Antes de mais nada, senhor cavalheiro, lhe direi o seguinte: longos anos de preconceito nos ensinaram que podemos nos fiar somente em nossos cinco sentidos. A idéias florescem e murcham rapidamente, as recordações perdem-se, as esperanças nunca são realizadas, os sentimentos são inconstantes.

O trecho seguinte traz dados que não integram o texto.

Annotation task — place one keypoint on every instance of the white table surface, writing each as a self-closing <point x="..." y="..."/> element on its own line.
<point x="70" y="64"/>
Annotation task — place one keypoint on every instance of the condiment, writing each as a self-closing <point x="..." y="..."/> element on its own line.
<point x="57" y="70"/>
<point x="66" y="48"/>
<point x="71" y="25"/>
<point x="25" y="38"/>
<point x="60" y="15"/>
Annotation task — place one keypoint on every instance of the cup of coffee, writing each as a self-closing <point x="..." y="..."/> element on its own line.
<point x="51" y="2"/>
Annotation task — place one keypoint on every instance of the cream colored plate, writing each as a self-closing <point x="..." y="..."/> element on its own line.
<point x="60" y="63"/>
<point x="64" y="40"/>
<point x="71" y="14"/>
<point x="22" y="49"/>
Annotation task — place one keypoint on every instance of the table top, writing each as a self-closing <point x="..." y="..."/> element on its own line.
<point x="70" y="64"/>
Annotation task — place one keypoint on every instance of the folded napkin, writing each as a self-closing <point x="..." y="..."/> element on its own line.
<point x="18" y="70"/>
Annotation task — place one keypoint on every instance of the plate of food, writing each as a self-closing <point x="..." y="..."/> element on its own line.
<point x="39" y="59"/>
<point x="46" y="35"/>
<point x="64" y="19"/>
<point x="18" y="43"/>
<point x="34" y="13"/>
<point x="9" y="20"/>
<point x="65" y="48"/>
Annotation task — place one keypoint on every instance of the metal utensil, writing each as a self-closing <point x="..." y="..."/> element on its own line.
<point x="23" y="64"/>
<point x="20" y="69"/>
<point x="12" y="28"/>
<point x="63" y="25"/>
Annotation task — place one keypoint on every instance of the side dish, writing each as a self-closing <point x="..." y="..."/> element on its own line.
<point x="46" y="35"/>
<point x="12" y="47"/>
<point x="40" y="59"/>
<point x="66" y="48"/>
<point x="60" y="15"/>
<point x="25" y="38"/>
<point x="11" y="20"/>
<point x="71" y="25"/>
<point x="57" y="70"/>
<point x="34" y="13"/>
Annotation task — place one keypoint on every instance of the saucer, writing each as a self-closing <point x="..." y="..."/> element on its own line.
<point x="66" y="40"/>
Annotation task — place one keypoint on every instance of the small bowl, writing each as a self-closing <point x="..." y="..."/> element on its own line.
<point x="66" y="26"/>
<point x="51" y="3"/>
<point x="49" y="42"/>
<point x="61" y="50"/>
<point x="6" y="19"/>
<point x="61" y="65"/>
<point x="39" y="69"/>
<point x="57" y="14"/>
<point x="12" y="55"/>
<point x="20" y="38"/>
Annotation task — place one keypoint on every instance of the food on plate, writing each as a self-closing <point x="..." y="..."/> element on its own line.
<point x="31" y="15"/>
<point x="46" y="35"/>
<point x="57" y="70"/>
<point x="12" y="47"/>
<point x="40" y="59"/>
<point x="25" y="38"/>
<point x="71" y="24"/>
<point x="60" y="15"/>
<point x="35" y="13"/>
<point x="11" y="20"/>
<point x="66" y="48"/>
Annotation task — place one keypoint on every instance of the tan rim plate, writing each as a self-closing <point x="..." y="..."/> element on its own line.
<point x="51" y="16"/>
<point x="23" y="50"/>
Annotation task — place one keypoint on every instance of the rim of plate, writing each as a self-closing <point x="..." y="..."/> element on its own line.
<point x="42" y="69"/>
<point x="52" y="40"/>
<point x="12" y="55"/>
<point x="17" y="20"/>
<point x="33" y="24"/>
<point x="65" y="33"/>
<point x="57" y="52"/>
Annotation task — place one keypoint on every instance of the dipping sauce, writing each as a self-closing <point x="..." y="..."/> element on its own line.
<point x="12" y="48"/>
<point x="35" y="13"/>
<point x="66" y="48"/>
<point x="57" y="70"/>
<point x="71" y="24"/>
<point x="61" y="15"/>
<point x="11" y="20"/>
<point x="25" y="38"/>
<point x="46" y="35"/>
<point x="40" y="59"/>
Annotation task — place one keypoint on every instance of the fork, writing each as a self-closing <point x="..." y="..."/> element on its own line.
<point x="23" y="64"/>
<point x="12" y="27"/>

Carlos Fuentes – Terra Nostra.
O panamenho cosmopolita naturalizado mexicano faz oitenta anos hoje. Toda geração hispano-americana que ganhou o mundo com o chamado "realismo fantástico" a partir dos anos cincoenta foi fundamental em minha formação literária. Primeiro Borges e seus duplos labirintos me encantaram. Depois vieram muitos outros: Sarduy, Carpentier, Bioy Casares, Lezama Lima, Cabrera Infante, Paz, Juan Rulfo e o aniversariante Carlos Fuentes foi um deles. Com sua atmosfera insólita de lendas, sonhos e História o autor é tão realista que a complexidade do drama humano se despreende da razão e se torna puro fantasma, magia em seu estado mais bruto.
É provável que o equivocado termo realismo fantástico tenha encontrado aqui seu berço. Não simplifiquemos, senhor cavalheiro.
A árdua batalha de usurpadores é mera revelação do que não foi dito. Longos anos de preconceitos em nossa também longa história feita de silêncio, retórica e cumplicidades. Ao desvendar o novo mundo o escriba aciona o teatro da memória, da gente da selva e aos pés do senhor recusa a racionalidade do velho mundo. Sendo assim a América é mera miragem, fantasma arrastando seus grilhões, até porque a representação da realidade nada mais é que os cinco sentidos nos dando a única prova segura de nossa existência. Somente os sentidos podem nos dotar de identidade.
Entre a História e a ficção, a lenda. Sei que, depois de toda essa pretensa erudição, o senhor deve estar se perguntando quais as novidades em tudo isso. Por favor não me julgue com indulgência, não a mereço e a repasso para os humildes. Reconheço que trago notícias requentadas, mas não vamos brigar em dia tão nobre, já basta nossa guerra íntima. Quanto a mim, tenho cá com meus botões que não passo de um tolo pretensioso. Não creio poder sair por aí dizendo o que acho do que não conheço. Aliás, não perdi nada para ficar achando algo.
Fuentes furta cor e sempre o mesmo. Sempre o mesmo camaleão errante na temática obsessiva explorando os limites da linguagem. As sensações mais diretas são fundamentais nessa narrativa do corpo, dos sentidos. Não por acaso o erotismo ocupa lugar nobre no universo poético de Fuentes. Como bem observado por outro mexicano, em Fuentes e Bioy Casares os fantasmas não são menos reais que o corpo. Dessa maneira a identidade se dispersa e eu me despeço desejando um FELIZ CUMPLEAÑOS, GEORGE.